I agree with her general thesis; that the mind is not something we should eject simply because we've begun to be able to shine lights into the physical stuff of the brain and see the shadows that flicker there. As fond as some people are of saying that the mind is an illusion, Robinson is as keen to point out that if something looks like a duck, quacks like a duck and waddles like a duck then it's probably a duck and calling it a non-duck fowl shaped organism is only a strategy of obfuscation.
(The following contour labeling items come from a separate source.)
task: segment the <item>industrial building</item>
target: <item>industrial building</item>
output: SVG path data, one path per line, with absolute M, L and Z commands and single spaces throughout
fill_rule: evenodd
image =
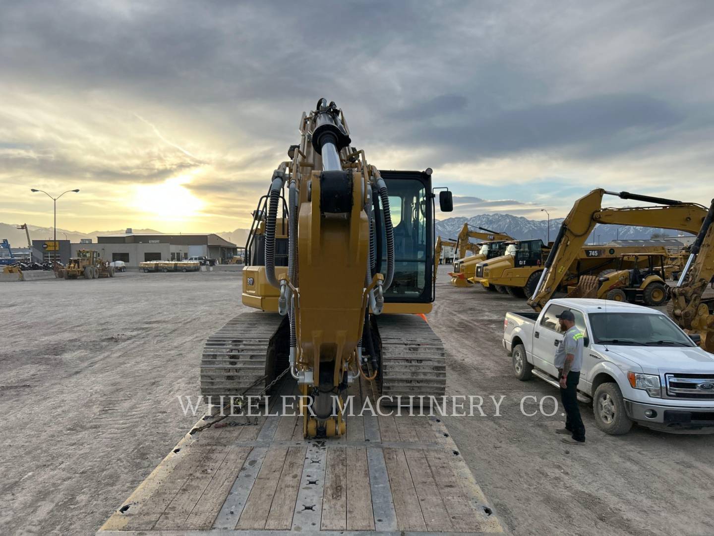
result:
M 93 249 L 108 261 L 123 261 L 138 267 L 144 261 L 178 261 L 191 257 L 206 257 L 224 263 L 237 254 L 235 244 L 213 233 L 188 234 L 135 234 L 131 229 L 118 234 L 97 237 L 96 244 L 72 244 L 72 256 L 78 249 Z

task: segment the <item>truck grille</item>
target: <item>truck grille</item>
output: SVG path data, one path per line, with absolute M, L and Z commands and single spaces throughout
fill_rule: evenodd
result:
M 665 374 L 669 398 L 714 399 L 714 374 Z

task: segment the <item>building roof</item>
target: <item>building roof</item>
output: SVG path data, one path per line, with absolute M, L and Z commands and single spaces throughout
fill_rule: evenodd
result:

If this was all she was doing then the review (and the material) would be easy enough to grasp. Robinson is more concerned with the pseudo-science and quasi-philosophical frameworks that have grown up around strange notions of the brain, the mind and consciousness. For her it's not even that the 'mind is an illusion' paradox is the problem, it's the underlying metaphysical standpoint that feels driven to obliterate subjectivity from the explanatory narrative of who we are and what it means to be human. Scientism has failed to quantify this phenomena (and real science respectfully keeps its distance) but instead of mature into real science and accept the bounds of what can and can't be measured it has instead sought to deny the existence of the thing it can't bring to heel.
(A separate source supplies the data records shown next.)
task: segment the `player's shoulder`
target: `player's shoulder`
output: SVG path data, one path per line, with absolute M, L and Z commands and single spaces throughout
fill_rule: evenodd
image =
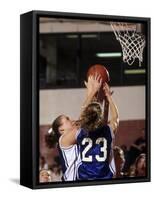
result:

Looking at troublesome ideas such as altruism and human nature, Robinson takes some of the key tangential struts of anti-mind philosophy and subjects them to elegantly brutal muggings. What emerges is what the philosopher Jonathan Ree coins the art of philosophy - the ability to take long thoughts and eschew instant (and simple) answers for the superficial scratchings they normally are. Robinson's art here is to demonstrate in the small items a long thought - that mind is essential to all human meaning and understanding. In a crass and crude summary of her argument - one could say that if the mind is an illusion then science is also an illusion because we cannot argue that it is objective because the only medium through which we interpret our findings it itself untrustworthy - reality becomes the ultimate in unreliable witnesses.
I heartily recommend this book - read in order and straight through. It is hard but well worth the effort.